Yoga for Abdominal Adhesions

Yoga for abdominal adhesions is gaining popularity because it can be a very effective way to support your belly out of adhesions, pain, and dysfunction.  While yoga may not be the only method you need to use to increase your abdominal comfort, it can be a great place to start.

Yoga is an ancient practice and through the five thousand or so years of its development no area of the body, no function of the organs or soft tissues or anything else, has been left unaddressed. Of course, the complete practice of yoga includes much more than the physical exercises we think of as ‘yoga class.’ Yoga also includes a complete system of breathing as well as systems for the thorough cleansing of our bodies, minds, and energies.

But, oh my, that’s a lot to try to take in. We are here to talk specifically about yoga for abdominal adhesions, so let’s just focus on that.

Asana (Yoga Poses)


There are asanas that will not just stretch and strengthen your abdomen, but will also give you very necessary internal organ massages, which have the added benefit of breaking up adhesions. Sound weird? Sound impossible? Well, most of yoga is weird but it’s never impossible – though we often have to find modifications for ourselves while we build up to the strong stuff. (See the blog or the Recover program for much more on asana and deep breathing for adhesions.)

To name a few of the most useful poses for belly adhesion: Bhujangasana (cobra pose), Dhanurasna (bow pose, bound or unbound), and Eka Pada Rajakapotasana (single-leg pigeon pose), in all of their variations. Each of these poses works in a slightly different way and each works on the body on a lot of different levels. Of course the stretch aspect of the poses addresses the muscle and fascia of the abdomen and hips by encouraging more space and fluidity between the low ribs and the hip bones; but they also address the tops of the legs, which, as I talk about in other places are a vital part of the abdomen and belly. They also, when paired with your breathing, create a perfect set-up for the massage of your internal organs.

Of all of the things available to us in yoga, probably the strongest asset we have is our breath. Once you have even a little control over how you breathe, it is possible to start affecting abdominal adhesion. How is that possible? I’m glad you asked.

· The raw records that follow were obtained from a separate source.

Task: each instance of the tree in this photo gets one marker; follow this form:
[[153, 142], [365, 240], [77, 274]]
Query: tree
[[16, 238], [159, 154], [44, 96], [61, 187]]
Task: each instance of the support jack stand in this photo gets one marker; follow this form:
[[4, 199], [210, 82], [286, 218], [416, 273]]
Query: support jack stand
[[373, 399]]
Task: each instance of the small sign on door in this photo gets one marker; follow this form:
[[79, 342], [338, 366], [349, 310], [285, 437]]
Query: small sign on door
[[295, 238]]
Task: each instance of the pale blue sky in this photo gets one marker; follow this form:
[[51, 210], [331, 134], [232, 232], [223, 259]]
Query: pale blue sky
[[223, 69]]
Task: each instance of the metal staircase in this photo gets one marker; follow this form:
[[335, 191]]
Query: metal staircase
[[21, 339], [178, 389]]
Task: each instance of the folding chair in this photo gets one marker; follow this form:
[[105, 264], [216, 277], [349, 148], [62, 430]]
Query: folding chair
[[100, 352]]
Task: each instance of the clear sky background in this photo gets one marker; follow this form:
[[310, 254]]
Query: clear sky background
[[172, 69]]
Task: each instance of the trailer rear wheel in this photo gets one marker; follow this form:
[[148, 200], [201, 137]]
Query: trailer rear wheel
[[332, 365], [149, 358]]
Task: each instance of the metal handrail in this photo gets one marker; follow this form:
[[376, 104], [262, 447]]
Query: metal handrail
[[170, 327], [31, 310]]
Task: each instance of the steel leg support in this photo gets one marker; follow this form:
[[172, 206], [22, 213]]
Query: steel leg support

Pranayama (Yoga Breathing)

When you begin to practice true belly breathing in a regular way many different things happen. Two of the most important happenings are that you start to strengthen your lungs as well as build the capacity to better nourish your bloodstream with oxygen and eliminate toxins like carbon dioxide more efficiently. This, of course, helps everything in your body function better. But, more specifically to our abdomens, when you belly breathe, you are actively massaging your internal organs, nerves, lymph system, and blood vessels. In deep breathing, the diaphragm can massage the heart and lungs along with all of the organs under your ribs while the muscles of your belly, as they expand and contract, massage the “lower down” organs like the intestines, reproductive system, and bladder.

But pranayama (yoga breathing) is much more than just deep breathing. Once you are able to deep-breathe you can then begin to practice the control of your breath – including the speed and force with which it moves in and out of your belly, the speed and force with which it moves through your nose or mouth. You gain the ability to either heat up your system or cool it down, along with a lot of other cool and useful stuff.

Two of the best pranayamas for adhesion are kapalabhati (skull-shining breath) and bhastrika (bellows breath). I think it’s no coincidence that these are two of the four foundational breaths of yoga.

All of the breathing exercises can tone not just your belly muscles but also the organs that they surround and protect. The pranayama also will change the state of your mind and have a significant impact on your stress level.

Now imagine all of that possibility of your breath paired with, say, cobra pose. In this case, you have a beautiful abdominal stretch on the outside paired with your breath that is massaging and toning your organs and other tissues on the inside. That’s powerful stuff.

In addition to breath and the asanas (and using the two together), in yoga we also have the totally wonderful, too often forgotten, amazing, fabulous, totally genius yoga kriyas for the abdomen. (Yes, there are kriyas for non-abdomen areas, too.)

Kriyas (Cleansing Exercises)

Kriya means “to clean,” and a kriya is a strong medicine. In our case we know that too often adhesions result in (or from) small bowel obstructions, chronic constipation, urinary incontinence, and/or chronic bloating of the abdomen. Abdominal kriyas can address all of these things when practiced regularly.

Agni Sara is a belly pumping kriya that I teach in the self-care videos. I love it dearly because it accomplishes so much at once. It strengthens and tones the abdomen inside and out, top and bottom, and also begins the process of moving stagnant material and energy in the belly. It also strengthens your breathing capacity and breath control as the entire thing takes place after you have exhaled and while you are holding your breath out of your body. And yet, for all that, it is remarkably simple to do.

That’s sort of the story of yoga, in my opinion. It’s so simple to do once you know how to do it. Sure, it takes a bit to learn, just like anything, but once you have down the basics suddenly the possibilities become endless.

Abdominal adhesions are a powerful force in our bodies and they need a rather simple, powerful answer that can be used in everyday life. For my money, it doesn’t get much better than yoga.